Il existe donc des différences importantes entre la présidence de George W. Bush et celle de ses prédécesseurs, non seulement dans le degré mais aussi dans la théorisation des pouvoirs de l’exécutif.

Pour autant, les explications avancées pour justifier cette évolution majeure dans la pratique constitutionnelle américaine sont souvent centrées sur un événement majeur, les attentats du 11 septembre 2001, qui auraient donné à George W. Bush et à Dick Cheney, véritable architecte de l’impérialisation de la présidence, l’occasion et les moyens de concentrer les pouvoirs entre les mains de l’exécutif pour répondre à la menace terroriste.

 

2Au commencement, il y a cette idée – très présente chez les grandes figures de l’administration Bush que sont le vice-président Cheney et le secrétaire d’État à la Défense Rumsfeld, tous les deux anciens de l’administration Ford – que la présidence a décliné depuis Richard Nixon et que le scandale du Watergate est une machination progressiste pour avilir et réduire l’exécutif et attribuer au Congrès des pouvoirs étendus et finalement abusifs ;

- le mandat ou les mandats de George W. Bush seront donc envisagés, avant même le 11 septembre, comme une entreprise de restauration institutionnelle pour redonner à la présidence la mission originelle que lui conférerait la Constitution.

3Il y a par ailleurs une profonde défiance vis-à-vis du Congrès, elle aussi ancrée dans la pratique de Dick Cheney, qui était représentant de l’État du Wyoming lors d’un des moments d’étiage de la présidence avec l’affaire Iran-Contra.

Existe donc chez le vice-président cette idée que le Congrès n’est pas institutionnellement équipé pour jouer un rôle dans la définition de la politique étrangère des États-Unis ou encore dans ses opérations militaires.

On avancera aussi que la présidence s’arme et se renforce sous George W. Bush faute, à l’intérieur du Parti Républicain, de concevoir un projet de gouvernement qui intègre de manière fonctionnelle les pouvoirs exécutif et législatif.

De fait Karl Rove, grand stratège politique de l’administration Bush, met en place une manœuvre électorale qui, certes, conduit les Républicains à la victoire en 2000 et surtout en 2002 et 2004, mais qui, par ricochet, isole la présidence du Congrès puisque, en 2004 en particulier, il s’agit de succès tactiques beaucoup plus que programmatiques.

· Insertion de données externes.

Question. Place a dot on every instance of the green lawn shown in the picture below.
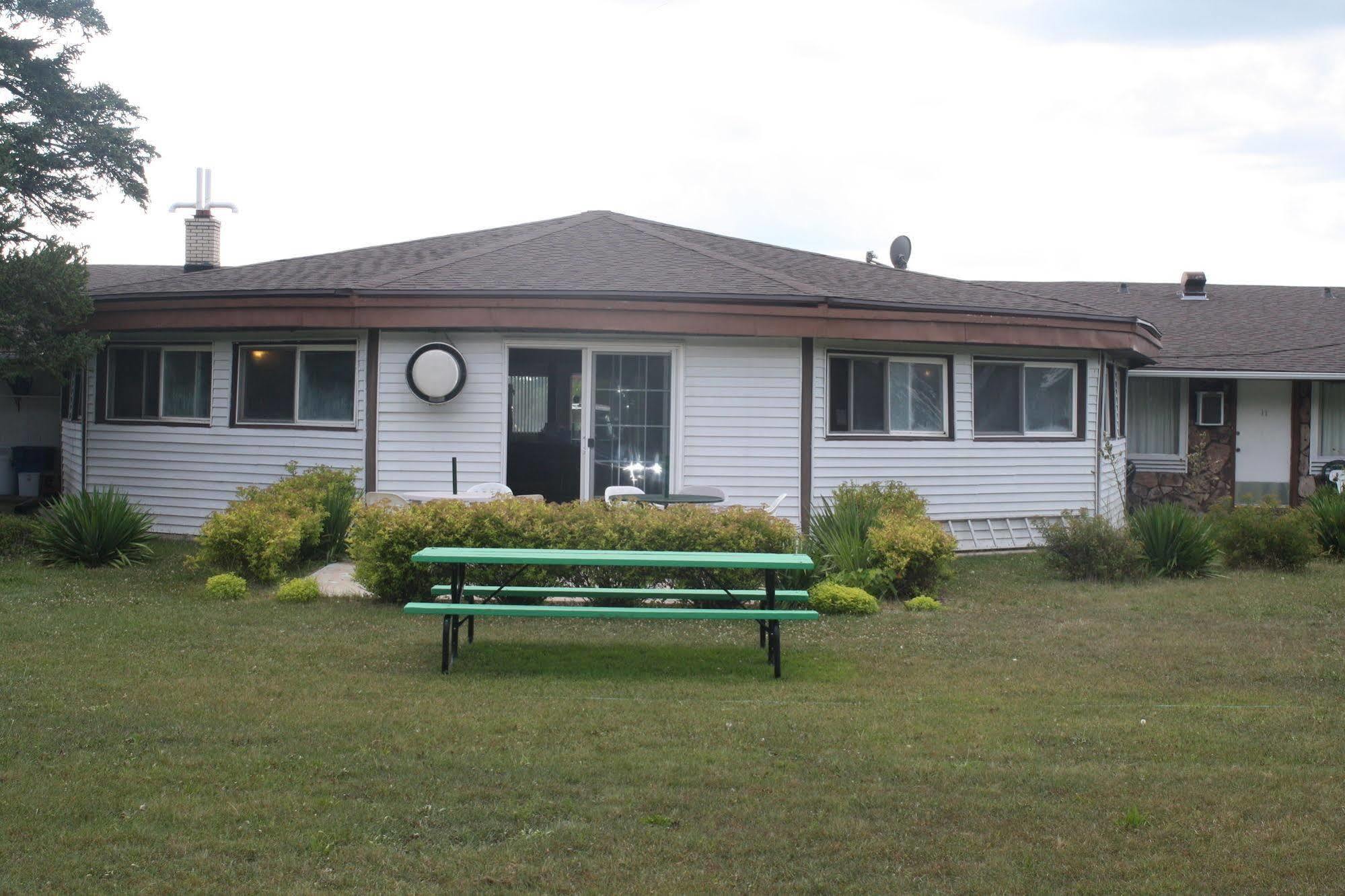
(1035, 737)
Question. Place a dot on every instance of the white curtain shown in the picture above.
(1153, 420)
(1334, 420)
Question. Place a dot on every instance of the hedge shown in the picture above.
(382, 542)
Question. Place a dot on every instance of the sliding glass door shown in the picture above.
(632, 422)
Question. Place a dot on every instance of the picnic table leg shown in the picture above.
(770, 605)
(449, 636)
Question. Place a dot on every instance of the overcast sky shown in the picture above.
(1012, 139)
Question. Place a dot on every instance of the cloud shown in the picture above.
(1184, 22)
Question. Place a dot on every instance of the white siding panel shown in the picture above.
(183, 474)
(417, 441)
(964, 478)
(740, 419)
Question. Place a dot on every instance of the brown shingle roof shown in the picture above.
(1235, 329)
(603, 252)
(102, 278)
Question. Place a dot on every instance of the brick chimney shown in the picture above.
(202, 241)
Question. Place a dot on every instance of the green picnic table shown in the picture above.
(462, 607)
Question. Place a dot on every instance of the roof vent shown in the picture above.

La thèse est donc simple : élu sans mandat populaire en 2000 et sans mandat de gouvernement en 2004, George W. Bush construit sa légitimité par le renforcement des pouvoirs de la Maison Blanche.

4Enfin, l’accroissement du pouvoir exécutif et sa résistance active aux contre-pouvoirs sont possibles en large partie grâce à l’instrumentalisation du 11 septembre, qui met en évidence l’exigence d’efficacité de l’exécutif mais qui aussi contribue à effacer ou à brouiller les divisions partisanes et idéologiques, structurant un corps politique sain et vivant.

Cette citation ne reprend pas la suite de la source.